March 20th, 2006, 10:13 PM
yeah, that wpa-psk is the wpa-something I was talking about :P. I tried that to no avail. That link looks promising. Too bad I'm at work now. When I get home in a few hours I'll try and install that, and if that doesn't work I'll check for driver updates on the card. Thanks for the link.
March 20th, 2006, 10:31 PM
WPA can be squirrely IME...
If the card drivers and the router don't match exactly there seems to be no end of trouble with it... You'll get no end of errors like "The WAP only accepts a128 bit key" or 64 bit and all sorts of other funny stuff yet your login doesn't allow you to put in the required amount of characters. If you enable PSK, (Pre-Shared Key), then some implementations will allow you to just put the password in and it works... Others require that you put in the hash of the password that the router provides you after the password is entered....
...and this is where the problem lies... There are so many combinations... that implementing it can be very difficult to acheive It can be demoralizing and in the end you say WTF and just go with WEP... because it works quickly and easily.... which is wrong....
Don\'t SYN us.... We\'ll SYN you.....
\"A nation that draws too broad a difference between its scholars and its warriors will have its thinking done by cowards, and its fighting done by fools.\" - Thucydides
March 21st, 2006, 12:44 AM
Well, there may be a firmware (BIOS) update or a vendor driver update. Check with the laptop vendor or the vendor for the built-in wireless card for updated wireless drivers for use with newer WPA routers. If your router is set to use WPA2 (AES) and your laptop doesn't have the updated hardware stuff, you'll have problems.
You didn't mention the laptop brand, so I'm just guessing. This also depends on how old the system is and if the built-in wireless card supports the firmware updates.
March 21st, 2006, 03:14 AM
It's actually a desktop with a d-link dwl-520+ card in it. I tried the link J_K9 gave and it said I already had a newer version or something of whatever that was. I'm about to go check out the d-link site to look for driver updates. I'm looking at 3 options I think:
1. I get it to work, perhaps with new drivers or some other way, and all is good.
2. What I have right now. I put the old router back up not really acting like a router. I disabled dhcp and am not using the internet port. I just have one ethernet cable connecting it to the network, and then the PC with the problem connects to it and gets internet access. That's how I've been doing windows update and stuff.

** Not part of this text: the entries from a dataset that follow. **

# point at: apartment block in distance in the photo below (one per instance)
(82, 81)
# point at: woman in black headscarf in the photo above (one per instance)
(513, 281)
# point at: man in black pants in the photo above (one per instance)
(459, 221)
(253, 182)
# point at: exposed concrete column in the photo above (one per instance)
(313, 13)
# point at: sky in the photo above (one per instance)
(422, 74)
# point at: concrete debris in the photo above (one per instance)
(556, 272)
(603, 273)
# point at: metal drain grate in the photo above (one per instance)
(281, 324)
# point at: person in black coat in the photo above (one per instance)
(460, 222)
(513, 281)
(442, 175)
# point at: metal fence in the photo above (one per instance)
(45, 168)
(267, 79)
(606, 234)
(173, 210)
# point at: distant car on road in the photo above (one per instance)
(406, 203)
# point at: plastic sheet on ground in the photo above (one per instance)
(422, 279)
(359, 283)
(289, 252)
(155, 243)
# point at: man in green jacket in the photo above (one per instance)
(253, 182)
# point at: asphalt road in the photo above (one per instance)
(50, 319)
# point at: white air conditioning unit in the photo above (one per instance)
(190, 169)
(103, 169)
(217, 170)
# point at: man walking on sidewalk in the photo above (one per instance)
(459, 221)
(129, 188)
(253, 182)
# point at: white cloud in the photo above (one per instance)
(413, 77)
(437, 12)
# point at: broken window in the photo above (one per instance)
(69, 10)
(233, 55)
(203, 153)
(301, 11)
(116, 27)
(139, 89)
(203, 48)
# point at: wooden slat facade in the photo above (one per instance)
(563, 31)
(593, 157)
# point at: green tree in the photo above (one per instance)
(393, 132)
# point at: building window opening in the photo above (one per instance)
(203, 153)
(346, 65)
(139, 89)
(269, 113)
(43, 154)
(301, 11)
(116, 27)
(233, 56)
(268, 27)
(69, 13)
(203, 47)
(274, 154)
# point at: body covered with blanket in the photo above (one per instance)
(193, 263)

3. I buy or make a fairly long cable to go to my brother's room where this PC is. This is the main reason he has wireless, he's kind of isolated and requires a long cable or wifi to have internet access. That's why I hacked together putting up the old router again for him to access the internet.
He's fine with how it is with the old router up just for him, but I think it's sort of a bad solution. If we can't get it to work with the new router, I think the best option will be to just make a long cable (about 50 feet or so, which isn't too bad).
The other 3 that work are my toshiba laptop with builtin wifi on XP home. My dad's dell laptop with builtin wifi on XP pro, and my brother's powerbook with OSX. He's on XP pro if I didn't mention that, but it was upgraded from either ME or 98. He wanted to do the upgrade cause he had so much stuff on there. I thought it was a bad idea and was in favor of a clean install. Oh well. I'll keep on trying, but hardwired isn't looking so bad at this point.
Thanks for the help.
Hmm, this doesn't look good:
Unless the DWL-520 (Rev E) counts as the DWL-520+ I think I might be out of luck.
March 21st, 2006, 06:21 AM
Probably not, h3r3tic. The way things have been going, it doesn't take long for a wireless adapter to become excess baggage. I had two really cool APs and 24 wireless adapters that are taking up space in a box back at the former position. None could be updated or anything, so ...
Anyway, just on the odd chance, check the BIOS firmware for your desktop, as well. Sometimes you find that support for some functions are added to later BIOS revs (happens with Dell's a lot).